Несколько лет назад за нашей станицей откопали скелет одного из самых первых здешних жителей — девятиметрового китенка — цететерии. Тысячелетия назад под нашими холмами плескалось море… Зачем оно отступило? Зачем потом одно поколение стало сменять другое? Откуда все мы пошли? И куда мы должны дойти? И что увидят дошедшие?..
В дверях посторонились, пропустили вперед нашего соседа, двадцатилетнего Гришу в яркой, петухами рубашке, с накинутым на плечи черным платком рядом с ним стала незнакомая девчонка в белом платье. Сзади них появилась Гришина бабка, подтолкнула обоих поближе к гробу. Девчонка смотрела оцепенев, Гришка угнулся, туда и сюда повел головой, переступил с ноги на ногу. Бабка шепнула: «Ну?!»
— Мы к вам прощенья просить, дядя Леня…
Бабка негромко подсказала:
— Разрешенья…
— Разрешенья, да… Давно еще на сегодня свадьбу наметили. Неделю назад приходили вас звать… сказали, приду…
И бабка в голос заплакала:
— Да кто ж знал! О-хо-хо!..
— А теперь вся родня съехалась… друзья из Ставрополя…
Бабка торопливо утерлась:
— Ребяты из техникума!.. Директор автобус дал, сказал, чтобы к понедельнику обратно. Да и наготовили, натаганили сколько — разве не пропадет? Ты уж, Леонтий Степаныч, прости нас по-соседски… Христа ради прости!
Отодвинула внука в сторону, стала перед гробом на колени:
— Ты уж, Леонтий Степаныч, разреши грешникам!..
Я смотрел в пожелтевшее, с запавшими глазами лицо отца.
— Вставай, Дуся! — попросила отцова тетка. — Он же не скандальный какой. Разве не поймет? Как мы со двора, так вы и начинайте…

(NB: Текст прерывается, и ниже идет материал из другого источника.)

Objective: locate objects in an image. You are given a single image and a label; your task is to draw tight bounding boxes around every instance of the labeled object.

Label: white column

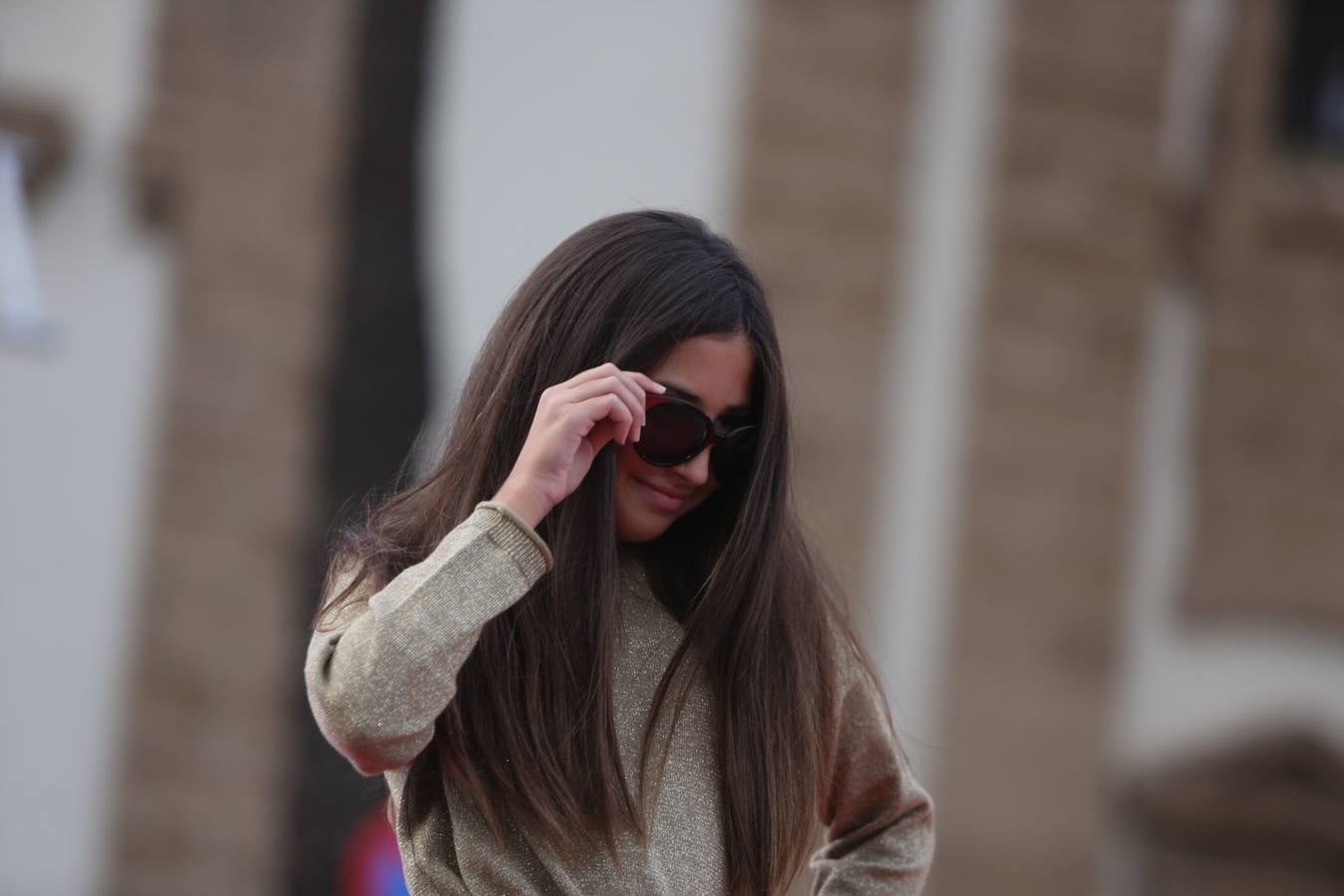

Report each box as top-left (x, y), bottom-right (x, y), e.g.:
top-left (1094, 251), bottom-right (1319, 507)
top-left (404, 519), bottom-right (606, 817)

top-left (868, 0), bottom-right (1004, 782)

И опять томилась, болела вечным вопросом душа, опять неслась к горным высям. И снова ей становилось там зябко. Испуганная высотою, падала, возвращалась в осиротевший мой отчий дом, где люди сегодня были так едины в утверждении добра, а значит — и в утверждении предназначения…
Я и раньше никогда от них не открещивался, от своих земляков. Излишне горячий в юности, нынче я давно уже знаю, что хорошее во мне — все от них, а дурное — только мое. Среди голосов, первыми из которых я научился различать в себе голоса моих предков, я отчетливо слышу теперь и безмолвные речи не только тех, кто жил с нами рядом, роднился, соседился, но и тех, кто с ними открыто враждовал или тихо их ненавидел… Но никогда еще не ощущал я такой неотделимости от всех, такой причастности ко всему вокруг, какую переживал теперь, стоя около гроба отца.
Поздно вечером у соседей гуляли, кричали песни…
Наши все потихоньку улеглись. Я взял старый альбом и стал перелистывать тяжелые плотные страницы. Нашел эту фотографию, сделанную в сорок втором в тылу на переформировке: отец в шинели с лейтенантскими кубиками на уголках воротника и в фуражке. Молодой — тогда ему было тридцать два. Брови чуть-чуть нахмурены, но глаза смеются, и открытый взгляд откровенно радостен и светел.
Я перевернул фото. Как же давно я в наш альбом не заглядывал!
Фотография была подписана мне: «Как ты поживаешь, сынок? Не скучай за мной и никогда не грусти. Я скоро вернусь и привезу тебе настоящий самолет».
Я почувствовал, как лицо мое стягивает горькая улыбка… Наверное, это в них самих, давно уже отступавших, смертельно измотанных, потерявших столько товарищей, жила в сорок втором эта мечта: о настоящих самолетах…
А вернулся он действительно скоро — в самом конце сорок третьего. Дома никого не было, мы с братом сидели на остывшей печке, когда кто-то завозился у нас в сенцах. Долго скребли дверь, искали щеколду. Потом она открылась наконец, и вошел обросший, в черных очках и в замызганной шинели человек с тросточкой в руке и с грязным вещевым мешком за плечами. Стоя посреди комнаты, хрипло позвал:
— Тоня?! Дома ты?.. А дети? Вы дома?
Мы замерли, спинами прильнув к холодной, оклеенной картинками из «Мира животных» стенке над печкой. А он услышал, видно, как зашуршала пересохшая бумага расставив руки, сделал к нам шаг, поискал растопыренными пальцами, и в это время Валера, которому было три года, закричал, как резаный.